Hezbollah, meanwhile, catapulted itself into the executive branch after having, for the first time in its history, taken part in the Lebanese electoral process. But the party did not act like just another ordinary member of an ordinary Lebanese government. The power of the veto that Hezbollah sought in a national unity government has swept into a conflict without a cause beyond securing a grip on power. As Lebanon has lost the ability to act, competing powers in and out are using the country as a base to promote their interests. The longer this futile power game persists, the more the value system of Lebanese society will teeter, and the greater the risk that the Lebanese right to self-determination will be surrendered, impinging upon every facet of life. This leaves us with the question as to whether it is still possible to halt this internecine fighting and spare the nation the disasters that await it after serving as a pawn in international conflicts.

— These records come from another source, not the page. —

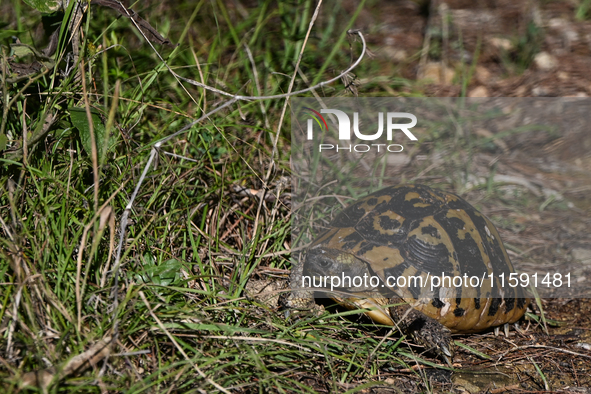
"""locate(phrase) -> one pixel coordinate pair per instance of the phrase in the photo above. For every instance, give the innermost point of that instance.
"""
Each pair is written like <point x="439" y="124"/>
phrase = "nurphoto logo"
<point x="345" y="129"/>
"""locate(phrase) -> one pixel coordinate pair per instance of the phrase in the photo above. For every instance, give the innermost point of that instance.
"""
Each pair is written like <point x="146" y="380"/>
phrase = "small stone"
<point x="501" y="43"/>
<point x="583" y="255"/>
<point x="436" y="73"/>
<point x="479" y="91"/>
<point x="544" y="61"/>
<point x="482" y="74"/>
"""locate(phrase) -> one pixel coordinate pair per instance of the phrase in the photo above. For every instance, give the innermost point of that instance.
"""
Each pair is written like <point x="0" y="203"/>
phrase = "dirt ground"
<point x="516" y="48"/>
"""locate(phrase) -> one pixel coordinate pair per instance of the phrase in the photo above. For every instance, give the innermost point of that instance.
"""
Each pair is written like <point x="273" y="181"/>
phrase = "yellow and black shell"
<point x="415" y="231"/>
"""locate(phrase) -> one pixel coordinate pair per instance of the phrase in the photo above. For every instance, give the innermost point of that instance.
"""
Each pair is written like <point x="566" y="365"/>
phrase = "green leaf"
<point x="80" y="121"/>
<point x="3" y="141"/>
<point x="45" y="6"/>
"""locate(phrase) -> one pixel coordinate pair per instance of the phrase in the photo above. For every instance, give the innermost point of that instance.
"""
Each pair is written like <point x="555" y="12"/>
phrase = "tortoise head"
<point x="339" y="269"/>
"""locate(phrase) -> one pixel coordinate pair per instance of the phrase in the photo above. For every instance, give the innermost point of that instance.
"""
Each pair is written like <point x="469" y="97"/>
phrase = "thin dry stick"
<point x="180" y="349"/>
<point x="285" y="104"/>
<point x="94" y="152"/>
<point x="156" y="148"/>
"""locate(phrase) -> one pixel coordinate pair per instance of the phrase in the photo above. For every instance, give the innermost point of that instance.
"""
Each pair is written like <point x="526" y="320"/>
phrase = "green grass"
<point x="176" y="308"/>
<point x="175" y="298"/>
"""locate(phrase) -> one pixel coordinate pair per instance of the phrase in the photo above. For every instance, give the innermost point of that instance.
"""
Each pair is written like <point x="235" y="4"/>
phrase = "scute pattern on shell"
<point x="413" y="230"/>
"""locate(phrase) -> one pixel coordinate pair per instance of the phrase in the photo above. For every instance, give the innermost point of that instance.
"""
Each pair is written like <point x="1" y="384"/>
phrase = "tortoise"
<point x="407" y="232"/>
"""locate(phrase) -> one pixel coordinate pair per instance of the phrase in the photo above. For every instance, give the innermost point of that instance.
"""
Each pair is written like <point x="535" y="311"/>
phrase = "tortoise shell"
<point x="414" y="231"/>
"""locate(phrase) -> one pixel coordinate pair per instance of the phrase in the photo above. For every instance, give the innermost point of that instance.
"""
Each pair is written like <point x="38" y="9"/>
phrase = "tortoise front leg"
<point x="424" y="330"/>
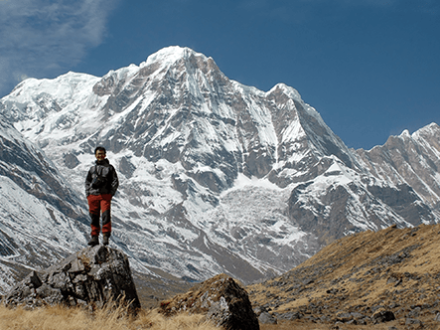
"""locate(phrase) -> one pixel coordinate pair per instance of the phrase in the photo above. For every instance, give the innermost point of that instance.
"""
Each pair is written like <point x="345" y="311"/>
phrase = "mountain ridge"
<point x="216" y="177"/>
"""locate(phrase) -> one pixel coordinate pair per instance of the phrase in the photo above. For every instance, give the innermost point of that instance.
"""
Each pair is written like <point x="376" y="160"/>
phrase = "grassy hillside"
<point x="396" y="270"/>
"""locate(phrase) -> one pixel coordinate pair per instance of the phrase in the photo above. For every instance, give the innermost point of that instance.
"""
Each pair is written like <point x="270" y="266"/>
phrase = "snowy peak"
<point x="217" y="176"/>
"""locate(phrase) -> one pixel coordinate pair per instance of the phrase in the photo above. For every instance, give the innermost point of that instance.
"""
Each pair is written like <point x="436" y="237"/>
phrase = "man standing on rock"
<point x="101" y="185"/>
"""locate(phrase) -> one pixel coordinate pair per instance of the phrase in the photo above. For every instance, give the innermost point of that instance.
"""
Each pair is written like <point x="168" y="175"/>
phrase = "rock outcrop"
<point x="220" y="299"/>
<point x="94" y="275"/>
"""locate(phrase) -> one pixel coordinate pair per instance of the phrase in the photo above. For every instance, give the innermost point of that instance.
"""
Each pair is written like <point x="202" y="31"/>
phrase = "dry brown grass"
<point x="63" y="318"/>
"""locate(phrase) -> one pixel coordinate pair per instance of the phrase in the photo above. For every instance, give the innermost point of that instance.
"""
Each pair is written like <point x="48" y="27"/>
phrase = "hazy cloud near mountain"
<point x="43" y="37"/>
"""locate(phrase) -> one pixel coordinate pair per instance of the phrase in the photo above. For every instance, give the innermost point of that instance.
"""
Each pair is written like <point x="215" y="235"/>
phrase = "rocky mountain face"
<point x="218" y="177"/>
<point x="41" y="219"/>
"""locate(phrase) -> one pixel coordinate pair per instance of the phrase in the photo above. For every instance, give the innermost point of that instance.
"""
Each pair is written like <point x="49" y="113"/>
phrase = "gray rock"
<point x="94" y="275"/>
<point x="221" y="300"/>
<point x="266" y="318"/>
<point x="409" y="321"/>
<point x="383" y="316"/>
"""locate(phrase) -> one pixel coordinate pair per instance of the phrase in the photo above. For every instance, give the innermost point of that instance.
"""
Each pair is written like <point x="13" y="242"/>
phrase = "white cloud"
<point x="43" y="37"/>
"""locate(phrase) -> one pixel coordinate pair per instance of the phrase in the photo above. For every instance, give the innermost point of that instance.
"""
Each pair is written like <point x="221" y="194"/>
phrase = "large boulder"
<point x="94" y="275"/>
<point x="220" y="299"/>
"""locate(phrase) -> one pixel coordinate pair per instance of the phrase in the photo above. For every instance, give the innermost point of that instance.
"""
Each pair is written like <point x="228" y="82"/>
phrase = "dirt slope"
<point x="367" y="274"/>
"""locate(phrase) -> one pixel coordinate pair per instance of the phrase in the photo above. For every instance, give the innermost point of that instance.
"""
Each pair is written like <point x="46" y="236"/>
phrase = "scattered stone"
<point x="220" y="299"/>
<point x="95" y="275"/>
<point x="291" y="316"/>
<point x="383" y="316"/>
<point x="410" y="321"/>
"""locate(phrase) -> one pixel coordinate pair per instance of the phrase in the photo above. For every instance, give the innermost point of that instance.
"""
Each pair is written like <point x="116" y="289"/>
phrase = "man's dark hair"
<point x="100" y="149"/>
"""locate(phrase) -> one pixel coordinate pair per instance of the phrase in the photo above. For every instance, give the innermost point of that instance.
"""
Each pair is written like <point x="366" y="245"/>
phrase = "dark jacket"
<point x="108" y="173"/>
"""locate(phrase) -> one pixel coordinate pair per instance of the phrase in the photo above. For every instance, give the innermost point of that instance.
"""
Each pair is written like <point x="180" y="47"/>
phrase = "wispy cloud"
<point x="44" y="37"/>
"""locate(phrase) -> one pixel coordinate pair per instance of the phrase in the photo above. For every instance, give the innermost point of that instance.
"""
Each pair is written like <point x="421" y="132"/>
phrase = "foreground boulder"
<point x="94" y="275"/>
<point x="220" y="299"/>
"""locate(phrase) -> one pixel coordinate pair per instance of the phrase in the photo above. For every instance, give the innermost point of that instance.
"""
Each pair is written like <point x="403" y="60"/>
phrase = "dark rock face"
<point x="221" y="299"/>
<point x="94" y="275"/>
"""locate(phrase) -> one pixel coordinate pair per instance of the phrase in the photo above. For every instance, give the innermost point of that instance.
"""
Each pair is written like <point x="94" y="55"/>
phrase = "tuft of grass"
<point x="108" y="318"/>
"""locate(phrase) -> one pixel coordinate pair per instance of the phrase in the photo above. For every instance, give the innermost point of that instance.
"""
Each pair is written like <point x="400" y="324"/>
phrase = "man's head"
<point x="100" y="153"/>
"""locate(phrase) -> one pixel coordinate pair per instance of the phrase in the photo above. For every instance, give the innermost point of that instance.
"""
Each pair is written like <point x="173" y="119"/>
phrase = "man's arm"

Signs of failures are clearer than signs of a peaceful settlement. Indeed, Lebanon today faces its most difficult moment since the signing of the Taif Agreement in 1989, which brought an end to civil hostilities. With so many difficult challenges facing it, the future of the country is hanging in the balance. Nobody wanting a genuine solution in Lebanon would argue with Nasrallah’s criticism of Israel and America who, he says, had wanted the Siniora government to expand its authority to the whole of Lebanon’s territory to the detriment of the resistance. Or to his other point that the war aimed at imposing a new Middle East broken up into confessional and ethnic mini-states, again serving the interests of the United States and Israel. Such a divisive Middle East with little regard for democracy would be unacceptable.
However, much the same way Hezbollah managed to force Israel to withdraw from most of south Lebanon seven years ago, the party should use its influence to rally the Lebanese around one goal — that of unity — around one flag.